Microsoft Corp. is releasing preview versions of its new Windows Vista operating system about once a month in an effort to get more customer feedback than usual ahead of next year's launch, the company said on Tuesday.
The world's largest software maker also reiterated its plan to launch Vista in the second half of 2006, five years after the release of its current version, Windows XP.
It is the longest gap ever between major launches of Microsoft's core Windows product, the company's cash cow which accounts for more than a quarter of its $40 billion in annual revenue.
Microsoft gave some customers preview versions of Vista in September and October and expects to offer another version with more improvements in December.
Early next year, testers will try out a version that integrates all the features expected to be in the final version of Vista.
In past Windows launches, Microsoft has reserved its previews for two major "beta" tests. Microsoft officials said the constant previews allow the software giant to gather customer feedback faster, speeding up improvements.
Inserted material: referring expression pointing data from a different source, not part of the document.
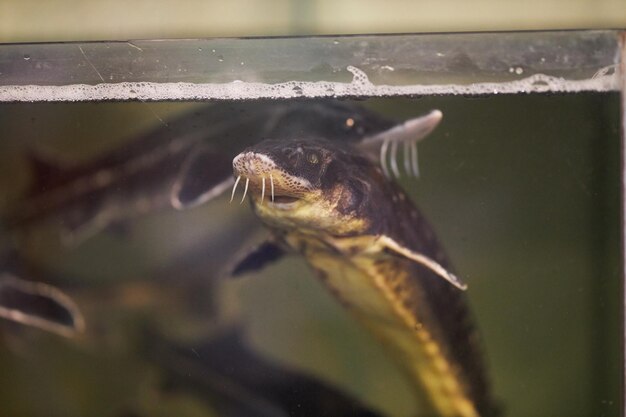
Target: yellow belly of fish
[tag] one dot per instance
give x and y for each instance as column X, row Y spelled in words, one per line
column 362, row 282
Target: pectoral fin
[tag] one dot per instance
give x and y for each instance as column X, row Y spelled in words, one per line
column 267, row 252
column 39, row 305
column 390, row 244
column 204, row 175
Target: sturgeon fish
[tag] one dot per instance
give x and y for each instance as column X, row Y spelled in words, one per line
column 335, row 204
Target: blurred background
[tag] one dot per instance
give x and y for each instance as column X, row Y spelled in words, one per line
column 523, row 190
column 59, row 20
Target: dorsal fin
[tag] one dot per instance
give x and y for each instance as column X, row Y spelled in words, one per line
column 383, row 146
column 39, row 305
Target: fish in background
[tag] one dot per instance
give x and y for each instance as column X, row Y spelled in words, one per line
column 145, row 175
column 237, row 382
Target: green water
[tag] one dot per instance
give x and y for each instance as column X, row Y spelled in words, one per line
column 523, row 191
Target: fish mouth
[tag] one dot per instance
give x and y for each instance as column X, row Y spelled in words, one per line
column 260, row 175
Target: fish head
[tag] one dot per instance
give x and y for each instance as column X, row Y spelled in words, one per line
column 312, row 185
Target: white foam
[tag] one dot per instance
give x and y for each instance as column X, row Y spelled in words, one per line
column 360, row 86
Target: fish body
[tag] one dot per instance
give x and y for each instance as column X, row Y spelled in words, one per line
column 378, row 256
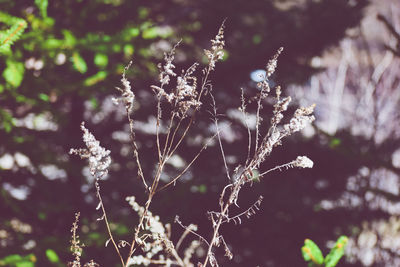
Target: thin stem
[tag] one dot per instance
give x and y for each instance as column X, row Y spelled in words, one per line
column 106, row 222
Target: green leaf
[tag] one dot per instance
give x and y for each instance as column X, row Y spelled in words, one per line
column 42, row 5
column 69, row 39
column 10, row 259
column 336, row 252
column 128, row 50
column 25, row 264
column 311, row 252
column 52, row 255
column 78, row 62
column 101, row 60
column 14, row 72
column 44, row 97
column 8, row 37
column 98, row 77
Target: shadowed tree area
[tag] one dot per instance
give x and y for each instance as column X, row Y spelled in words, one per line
column 62, row 68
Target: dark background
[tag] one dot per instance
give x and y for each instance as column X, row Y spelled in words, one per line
column 140, row 30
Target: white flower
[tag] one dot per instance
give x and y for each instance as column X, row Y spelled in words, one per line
column 99, row 157
column 303, row 162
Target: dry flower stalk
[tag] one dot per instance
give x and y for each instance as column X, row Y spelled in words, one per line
column 151, row 236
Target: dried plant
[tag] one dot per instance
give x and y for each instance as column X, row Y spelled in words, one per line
column 185, row 98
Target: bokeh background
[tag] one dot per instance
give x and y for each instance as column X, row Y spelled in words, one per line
column 343, row 55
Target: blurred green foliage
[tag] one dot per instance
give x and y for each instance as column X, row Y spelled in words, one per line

"Our customers will have a feature-complete Windows Vista sooner in their hands than any previous Windows release," said Amitabh Srivastava, a corporate vice president in Microsoft's Windows unit, in a conference call.
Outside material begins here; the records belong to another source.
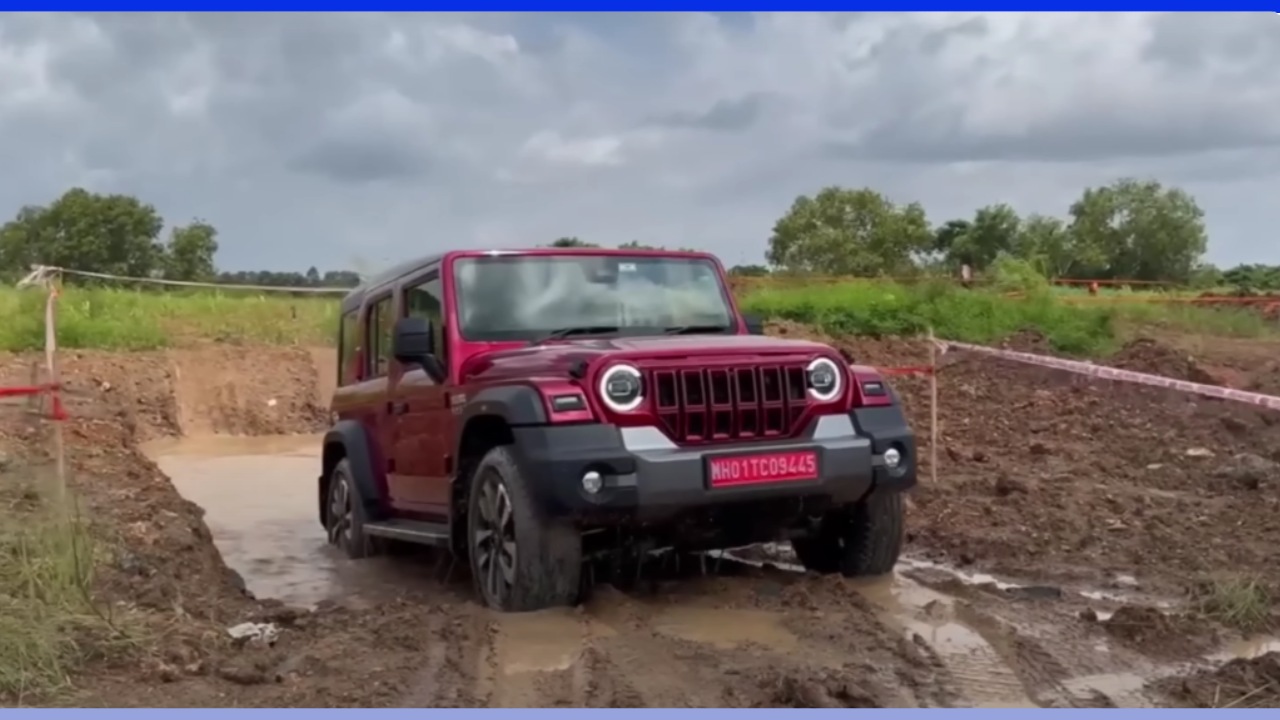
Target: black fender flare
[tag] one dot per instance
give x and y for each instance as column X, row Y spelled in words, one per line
column 519, row 405
column 353, row 440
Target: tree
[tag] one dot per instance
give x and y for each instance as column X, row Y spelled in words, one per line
column 572, row 242
column 1046, row 242
column 849, row 232
column 1138, row 229
column 86, row 231
column 992, row 231
column 190, row 255
column 949, row 233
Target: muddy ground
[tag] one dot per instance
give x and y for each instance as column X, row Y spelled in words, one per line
column 1069, row 552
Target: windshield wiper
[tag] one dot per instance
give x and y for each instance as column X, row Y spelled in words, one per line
column 690, row 329
column 581, row 329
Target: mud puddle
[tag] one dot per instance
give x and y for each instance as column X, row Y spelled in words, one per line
column 259, row 495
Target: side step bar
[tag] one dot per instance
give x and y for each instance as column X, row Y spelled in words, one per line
column 411, row 531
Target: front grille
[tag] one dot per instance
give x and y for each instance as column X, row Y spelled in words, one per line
column 703, row 405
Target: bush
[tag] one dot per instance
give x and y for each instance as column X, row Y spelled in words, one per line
column 49, row 623
column 881, row 309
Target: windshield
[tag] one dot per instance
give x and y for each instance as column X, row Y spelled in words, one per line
column 529, row 296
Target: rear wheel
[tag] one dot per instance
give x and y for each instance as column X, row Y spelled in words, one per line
column 864, row 538
column 344, row 516
column 519, row 559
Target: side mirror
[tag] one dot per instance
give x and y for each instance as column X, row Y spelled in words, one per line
column 414, row 343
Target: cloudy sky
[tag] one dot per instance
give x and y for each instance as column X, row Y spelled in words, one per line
column 360, row 140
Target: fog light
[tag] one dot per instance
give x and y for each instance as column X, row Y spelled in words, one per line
column 892, row 458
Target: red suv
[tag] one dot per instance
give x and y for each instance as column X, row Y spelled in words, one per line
column 534, row 410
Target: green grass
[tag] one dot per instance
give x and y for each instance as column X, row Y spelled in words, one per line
column 977, row 315
column 129, row 319
column 1240, row 602
column 49, row 623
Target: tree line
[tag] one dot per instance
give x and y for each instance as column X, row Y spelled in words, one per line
column 120, row 235
column 1129, row 229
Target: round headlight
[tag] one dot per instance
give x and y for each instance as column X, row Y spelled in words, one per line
column 621, row 388
column 823, row 378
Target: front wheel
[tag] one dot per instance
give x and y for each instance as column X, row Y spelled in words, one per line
column 344, row 516
column 864, row 538
column 519, row 559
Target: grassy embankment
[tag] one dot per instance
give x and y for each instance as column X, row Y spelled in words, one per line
column 128, row 319
column 50, row 623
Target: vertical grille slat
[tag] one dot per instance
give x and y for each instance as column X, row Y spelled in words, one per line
column 712, row 405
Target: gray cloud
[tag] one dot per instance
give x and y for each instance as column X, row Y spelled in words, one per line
column 725, row 115
column 353, row 132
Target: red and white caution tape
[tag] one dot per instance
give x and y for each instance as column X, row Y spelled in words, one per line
column 1095, row 370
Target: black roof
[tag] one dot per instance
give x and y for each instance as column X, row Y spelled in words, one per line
column 356, row 296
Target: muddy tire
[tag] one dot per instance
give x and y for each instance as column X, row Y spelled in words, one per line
column 520, row 560
column 344, row 514
column 862, row 540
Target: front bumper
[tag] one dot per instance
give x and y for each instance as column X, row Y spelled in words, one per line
column 648, row 478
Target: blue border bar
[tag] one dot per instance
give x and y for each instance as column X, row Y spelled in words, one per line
column 716, row 7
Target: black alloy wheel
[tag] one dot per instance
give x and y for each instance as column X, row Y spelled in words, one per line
column 493, row 540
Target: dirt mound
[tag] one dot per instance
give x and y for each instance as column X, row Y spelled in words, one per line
column 1028, row 341
column 158, row 561
column 1240, row 683
column 227, row 391
column 1157, row 633
column 1146, row 355
column 1051, row 475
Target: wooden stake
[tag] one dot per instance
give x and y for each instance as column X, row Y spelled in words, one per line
column 55, row 381
column 933, row 410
Once the basic features are integrated, Microsoft will focus on improving reliability of Vista until the launch date.
Redmond, Washington-based Microsoft said it still plans two stages of "beta" previews and tried out its initial beta in July. Company officials declined to put a target date for the second major test.
Shares of Microsoft fell 7 cents, or 0.25 percent, to $27.68 in Nasdaq trade on Tuesday. Since Microsoft announced its fiscal first-quarter results on October 27, the company's stock has risen 11 percent versus a 7 percent rise on the S&P 500 <.SPX>.